第1話

文字数 1,998文字

 上司に罵倒され続ける日々が嫌になって会社を辞めた。そして、しばらくグダグダした。けれど生きて行くためには働かねばならず、とりあえずハローワークにでも顔を出してみようかとアパートを出て階段を降りているところで転倒した。足下にはバナナの皮があった。
「へい、毎度ぉ!」
 気づけば、あの世のハローワークっぽい所にいた。そう説明を受けた。眼前の職員はなぜか捩り鉢巻きと法被を身につけている。

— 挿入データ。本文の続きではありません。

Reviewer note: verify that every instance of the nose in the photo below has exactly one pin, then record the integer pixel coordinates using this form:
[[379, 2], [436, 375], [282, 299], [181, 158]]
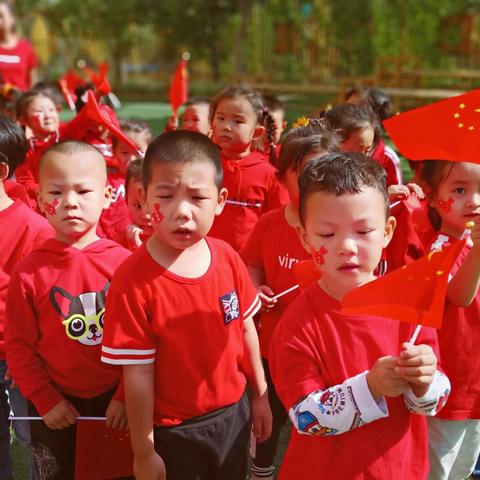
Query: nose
[[347, 246]]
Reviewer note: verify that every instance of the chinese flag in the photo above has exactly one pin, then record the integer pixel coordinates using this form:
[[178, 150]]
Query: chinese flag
[[414, 294], [178, 93], [306, 273], [445, 130], [94, 112], [102, 453]]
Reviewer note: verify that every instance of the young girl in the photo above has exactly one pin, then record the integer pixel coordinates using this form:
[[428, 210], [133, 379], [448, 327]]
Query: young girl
[[272, 250], [37, 111], [453, 190], [253, 188], [140, 228]]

「いやあ、死んでしまって落ち込んでいるであろう皆さんの心を少しでも明るくしようかと思いまして。で、どうします?」
 どう、とは?
「転生ですよ、転生。生まれ変わりです。生きることがあなた達の仕事ですからね。幸い、あなたは自分や他者の命を蔑ろにした生を送ってきたわけではない。来世は選り取り見取りですよ。あなたの元上司や階段にバナナの皮を置いたイタズラ小僧とは違ってね」
 やっぱりバナナの皮が死因だった……。ふーむ、転生かぁ。ちなみに聞くけど上司とその小僧はもう転生できないの?
「いえ、できます。ただ、その選択肢が土、水、空気の三種類しかないんです。それらになってしまった場合、耐用年数的なものが非常に長くなりますので次の転生はほぼお預けになりますね」
 ……さりげなく怖い話だった。ところで今の話を聞く限り、転生って何度でもできるものなの?

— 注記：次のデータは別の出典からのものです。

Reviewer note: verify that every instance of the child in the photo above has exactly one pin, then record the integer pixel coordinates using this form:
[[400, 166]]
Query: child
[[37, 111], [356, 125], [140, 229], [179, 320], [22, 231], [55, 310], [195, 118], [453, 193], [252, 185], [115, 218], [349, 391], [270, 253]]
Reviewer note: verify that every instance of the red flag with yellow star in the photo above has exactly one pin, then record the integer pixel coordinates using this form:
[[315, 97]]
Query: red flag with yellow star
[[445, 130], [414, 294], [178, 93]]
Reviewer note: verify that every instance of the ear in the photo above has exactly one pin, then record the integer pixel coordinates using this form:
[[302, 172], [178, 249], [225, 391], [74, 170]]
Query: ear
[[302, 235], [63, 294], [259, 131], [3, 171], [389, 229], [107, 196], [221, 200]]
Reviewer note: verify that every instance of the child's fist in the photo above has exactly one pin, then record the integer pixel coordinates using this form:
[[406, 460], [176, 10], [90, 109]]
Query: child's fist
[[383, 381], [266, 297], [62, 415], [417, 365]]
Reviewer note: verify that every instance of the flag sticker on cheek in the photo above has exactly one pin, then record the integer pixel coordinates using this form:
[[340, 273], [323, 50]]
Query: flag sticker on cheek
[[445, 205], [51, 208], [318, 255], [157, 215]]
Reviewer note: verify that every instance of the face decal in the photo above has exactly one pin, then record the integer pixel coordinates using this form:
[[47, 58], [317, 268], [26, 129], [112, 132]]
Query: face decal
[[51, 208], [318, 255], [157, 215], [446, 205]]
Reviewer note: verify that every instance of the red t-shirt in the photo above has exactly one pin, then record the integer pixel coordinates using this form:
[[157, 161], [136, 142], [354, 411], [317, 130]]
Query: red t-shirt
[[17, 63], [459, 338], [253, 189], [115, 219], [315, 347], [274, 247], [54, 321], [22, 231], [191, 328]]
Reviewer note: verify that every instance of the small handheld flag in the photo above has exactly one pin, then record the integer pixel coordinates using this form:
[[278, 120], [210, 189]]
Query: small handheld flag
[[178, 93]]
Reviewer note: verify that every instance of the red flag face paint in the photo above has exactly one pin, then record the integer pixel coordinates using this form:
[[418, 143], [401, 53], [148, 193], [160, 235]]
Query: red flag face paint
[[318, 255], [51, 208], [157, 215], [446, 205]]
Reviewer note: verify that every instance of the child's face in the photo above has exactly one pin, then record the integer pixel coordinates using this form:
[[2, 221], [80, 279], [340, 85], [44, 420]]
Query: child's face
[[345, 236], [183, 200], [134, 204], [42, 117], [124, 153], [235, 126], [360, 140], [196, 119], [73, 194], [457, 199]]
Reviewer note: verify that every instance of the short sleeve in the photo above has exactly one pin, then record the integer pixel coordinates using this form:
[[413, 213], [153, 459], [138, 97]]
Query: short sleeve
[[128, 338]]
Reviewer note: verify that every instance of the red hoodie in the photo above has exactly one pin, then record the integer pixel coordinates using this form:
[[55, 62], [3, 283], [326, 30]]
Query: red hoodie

「うーん。ちょっとそこら辺はややこしい話になるんですけど聞きます?」
 もちろん。
「では、話しましょうか。まずお察しの通り、転生は何回でも起こります。でも、ここ――命の継承地――で思い出せる記憶は本人が一番マシだったと感じているものだけです。例えば、前世が鳥に食われた蛙で、その更に前が畳の上で大往生した人間だったりした場合、思い出せる記憶、つまりキャラクターを構成しているものは人間のものになります。まあ、偶に例外はありますが」
 横の席では秋田犬が職員と話をしていた。
 ――ってことは、今ここにいる原因はバナナの皮じゃないかもってこと?
「はい。その可能性はありますね。詳細については守秘義務があり、たとえご本人様であろうとお答えできませんので、あしからずご了承下さい」
 二十代で死んじゃった記憶が一番マシってことか……。で、その記憶って来世に持ち越せるの?

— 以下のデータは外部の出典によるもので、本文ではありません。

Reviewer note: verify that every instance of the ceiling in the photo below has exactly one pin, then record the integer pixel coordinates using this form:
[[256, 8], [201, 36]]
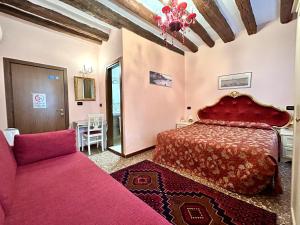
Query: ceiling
[[264, 11]]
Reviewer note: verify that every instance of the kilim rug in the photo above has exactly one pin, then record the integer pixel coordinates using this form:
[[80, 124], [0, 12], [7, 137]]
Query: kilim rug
[[183, 201]]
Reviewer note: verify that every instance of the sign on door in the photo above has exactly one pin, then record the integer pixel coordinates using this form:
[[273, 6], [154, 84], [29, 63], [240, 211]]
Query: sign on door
[[39, 101]]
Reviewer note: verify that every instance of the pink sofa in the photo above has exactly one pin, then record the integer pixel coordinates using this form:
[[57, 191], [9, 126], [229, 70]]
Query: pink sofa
[[47, 182]]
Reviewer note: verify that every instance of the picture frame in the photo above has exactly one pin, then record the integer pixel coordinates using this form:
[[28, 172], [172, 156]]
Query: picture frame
[[160, 79], [235, 81]]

「基本、オプションになりますができますよ。千年ほどここで滅私奉公してもらうことで可能になります。持ち越せるだけで口外はできませんけどね」
 せ、千年かー。
「多くの皆さんがチャレンジなさりますが、大抵途中でギブアップされますね。結局、記憶なしで転生されてゆきます。転生後の姿は今と同じ種族を選択なさる方が大半です。あと、ここでの会話は一切合切忘れます。苦労して記憶を持ち越した方でも死んだらいつの間にか転生していたという感覚でしょう」
 じゃあ、アニメなんかでよくある。転生したら、いろんな能力を持ってて大活躍なんてのは?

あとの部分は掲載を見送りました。